The title of today's post is a word for word record of what went through my mind on Saturday morning, when I opened and read a letter I'd received from a charity I support. They were acknowledging a change of bank details for my regular gift and they did it in a remarkable way.
The letter said...
Thank you very much for allowing us to set up your direct debit via the electronic system we operate with all banks – it not only allows us to deal with your claim more promptly but also reduces paperwork.
My what? My claim? It took me
a few moments to realise that they were referring to the money I donate to them
each month. My 'gift', 'donation' or 'direct debit payment'. Not my
Many charities have a suite of ‘admin letters’ set up to deal with common requests or financial house-keeping. These are usually dispatched by a supporter services or care team, but if you're a fundraiser, you should take a look at them. Because, at best, an 'admin letter' is a missed opportunity and, at worst, it can damage the relationship you've worked so hard to form with your supporter. In the case above, it could even lead to someone being so thoroughly confused that they call you – meaning you spend twice as long dealing with a simple transaction.Once you’ve got your hands on them, here are a few simple, low-cost things you could do to improve those letters.
· Make sure each one includes a proper thank you.
· Write it so it sounds like it comes from a person - a nice one - not a machine.

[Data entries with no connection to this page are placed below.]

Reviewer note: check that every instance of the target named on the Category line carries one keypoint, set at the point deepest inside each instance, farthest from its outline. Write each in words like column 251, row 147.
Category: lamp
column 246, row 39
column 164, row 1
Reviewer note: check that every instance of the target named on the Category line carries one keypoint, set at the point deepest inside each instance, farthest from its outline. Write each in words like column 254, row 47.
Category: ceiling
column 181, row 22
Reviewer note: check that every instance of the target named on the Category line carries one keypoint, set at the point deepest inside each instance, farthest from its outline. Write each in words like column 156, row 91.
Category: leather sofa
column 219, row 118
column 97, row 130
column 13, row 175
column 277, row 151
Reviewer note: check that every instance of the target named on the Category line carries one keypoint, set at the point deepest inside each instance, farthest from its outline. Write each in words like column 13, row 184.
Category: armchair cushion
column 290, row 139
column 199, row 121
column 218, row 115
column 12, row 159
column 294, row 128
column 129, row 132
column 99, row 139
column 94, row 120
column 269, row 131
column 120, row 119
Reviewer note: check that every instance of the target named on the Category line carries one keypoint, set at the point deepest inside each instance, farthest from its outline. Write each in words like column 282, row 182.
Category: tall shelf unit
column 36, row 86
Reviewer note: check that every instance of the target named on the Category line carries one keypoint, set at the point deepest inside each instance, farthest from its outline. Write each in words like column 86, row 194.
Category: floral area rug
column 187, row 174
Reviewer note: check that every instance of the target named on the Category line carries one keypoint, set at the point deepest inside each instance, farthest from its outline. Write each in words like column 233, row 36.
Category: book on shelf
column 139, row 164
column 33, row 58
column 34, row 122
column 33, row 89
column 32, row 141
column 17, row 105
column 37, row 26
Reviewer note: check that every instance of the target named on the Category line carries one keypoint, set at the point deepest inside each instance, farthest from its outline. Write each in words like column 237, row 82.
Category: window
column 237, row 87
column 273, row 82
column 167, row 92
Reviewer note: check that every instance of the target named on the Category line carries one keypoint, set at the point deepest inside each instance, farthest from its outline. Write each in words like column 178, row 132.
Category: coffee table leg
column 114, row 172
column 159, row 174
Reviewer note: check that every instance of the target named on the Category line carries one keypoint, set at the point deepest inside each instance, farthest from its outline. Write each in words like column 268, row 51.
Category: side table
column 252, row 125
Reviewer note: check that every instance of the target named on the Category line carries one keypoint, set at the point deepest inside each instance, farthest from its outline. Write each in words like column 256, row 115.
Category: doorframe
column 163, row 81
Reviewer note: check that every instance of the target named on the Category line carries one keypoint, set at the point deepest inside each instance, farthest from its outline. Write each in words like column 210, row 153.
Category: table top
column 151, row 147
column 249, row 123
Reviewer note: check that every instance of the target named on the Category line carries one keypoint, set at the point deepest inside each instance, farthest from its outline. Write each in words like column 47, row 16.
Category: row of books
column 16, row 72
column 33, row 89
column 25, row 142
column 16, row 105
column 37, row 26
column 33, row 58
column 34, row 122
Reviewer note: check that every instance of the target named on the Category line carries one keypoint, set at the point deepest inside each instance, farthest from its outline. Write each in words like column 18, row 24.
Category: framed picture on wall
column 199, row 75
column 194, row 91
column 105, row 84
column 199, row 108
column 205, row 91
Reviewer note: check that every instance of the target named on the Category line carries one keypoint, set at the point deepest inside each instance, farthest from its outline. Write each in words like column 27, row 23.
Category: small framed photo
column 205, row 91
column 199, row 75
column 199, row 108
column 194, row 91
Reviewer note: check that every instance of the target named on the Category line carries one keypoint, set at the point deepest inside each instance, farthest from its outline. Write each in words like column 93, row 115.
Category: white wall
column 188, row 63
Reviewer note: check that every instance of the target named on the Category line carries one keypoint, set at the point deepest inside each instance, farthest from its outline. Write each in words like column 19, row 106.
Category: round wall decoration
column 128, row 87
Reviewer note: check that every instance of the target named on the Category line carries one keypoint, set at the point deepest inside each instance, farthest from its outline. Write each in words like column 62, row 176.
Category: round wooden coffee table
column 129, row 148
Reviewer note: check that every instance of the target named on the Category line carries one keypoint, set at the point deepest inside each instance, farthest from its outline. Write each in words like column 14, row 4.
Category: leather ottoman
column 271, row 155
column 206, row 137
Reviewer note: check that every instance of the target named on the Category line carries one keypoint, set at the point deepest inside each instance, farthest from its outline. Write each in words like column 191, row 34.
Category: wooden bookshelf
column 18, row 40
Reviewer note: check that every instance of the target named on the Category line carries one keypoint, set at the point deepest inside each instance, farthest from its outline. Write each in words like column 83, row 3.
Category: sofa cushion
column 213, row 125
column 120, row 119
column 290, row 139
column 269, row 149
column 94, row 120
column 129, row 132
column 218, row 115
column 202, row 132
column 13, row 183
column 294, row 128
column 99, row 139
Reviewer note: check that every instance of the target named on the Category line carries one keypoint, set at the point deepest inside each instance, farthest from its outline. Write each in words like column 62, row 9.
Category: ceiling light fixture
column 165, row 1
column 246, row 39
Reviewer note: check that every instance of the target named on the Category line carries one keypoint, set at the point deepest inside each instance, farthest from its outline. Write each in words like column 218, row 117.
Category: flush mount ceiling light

If you’re short of inspiration, turn to p267 of Mal Warwick’s book ‘How to Write Successful Fundraising Letters’. You’ll find 54 ways to start a letter in a way that makes someone want to read it and I’m sure you’ll be able to add many more.
· Have the letter signed in blue (or by a real live person in blue ink if numbers allow).
· Make sure the signatory has a relevant job title and a phone number and email for contact in the future.
· There's no reason to send out something boring. Refresh the letters regularly so they include a current piece of news. How about sharing a recent achievement?
· Avoid a blank piece of paper. Preprint the back of the letter with a news update, copies of relevant press cuttings or some key facts about the organization which show the supporter evidence of success. If you click here, you’ll see a lovely example of how SPANA prove that they’ll go to the moon and back for working animals and the families which own them.
· Take the opportunity to ask the supporter to take another action for you (one which won’t cost them anything). Signing up to your latest campaign, wearing a badge or putting up a window sticker will increase their engagement with your cause.
· Include a reply form and a BRE. Find out more about the supporter and offer them choice as to how they want you to communicate with them in the future.